Prabowo menegaskan pentingnya keberanian dan tekad untuk mengurangi kebocoran anggaran serta meminta dukungan dari seluruh kekuatan politik di Indonesia. Sebagai langkah selanjutnya, Presiden menekankan pengembangan pembiayaan kreatif dan inovatif agar pembangunan tidak hanya mengandalkan APBN. APBN harus dapat merespons guncangan global dengan fleksibilitas dan dipertahankan agar tetap sehat dan kredibel dengan optimalisasi pendapatan, peningkatan kualitas belanja, dan inovasi dalam pembiayaan.

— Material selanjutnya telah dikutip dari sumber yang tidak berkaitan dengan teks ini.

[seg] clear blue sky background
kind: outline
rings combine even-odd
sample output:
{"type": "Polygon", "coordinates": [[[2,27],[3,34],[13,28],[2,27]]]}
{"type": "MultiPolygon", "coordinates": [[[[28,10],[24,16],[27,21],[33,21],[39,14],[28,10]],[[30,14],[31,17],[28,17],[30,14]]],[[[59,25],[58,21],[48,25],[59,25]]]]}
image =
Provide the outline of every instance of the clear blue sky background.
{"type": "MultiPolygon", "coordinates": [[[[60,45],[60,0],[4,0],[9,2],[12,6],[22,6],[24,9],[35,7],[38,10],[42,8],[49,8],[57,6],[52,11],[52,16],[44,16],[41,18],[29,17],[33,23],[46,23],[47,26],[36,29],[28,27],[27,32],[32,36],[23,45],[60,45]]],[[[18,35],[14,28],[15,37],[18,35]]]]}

Penerimaan perpajakan akan ditingkatkan sambil melindungi iklim investasi dan keberlanjutan dunia usaha, sedangkan insentif fiskal diberikan secara strategis untuk mendukung aktivitas ekonomi yang dianggap penting. Pengelolaan sumber daya alam juga akan diperkuat untuk meningkatkan kemakmuran rakyat dan setiap aset negara akan dikelola secara efisien dan produktif untuk memberikan kontribusi positif bagi kesejahteraan rakyat.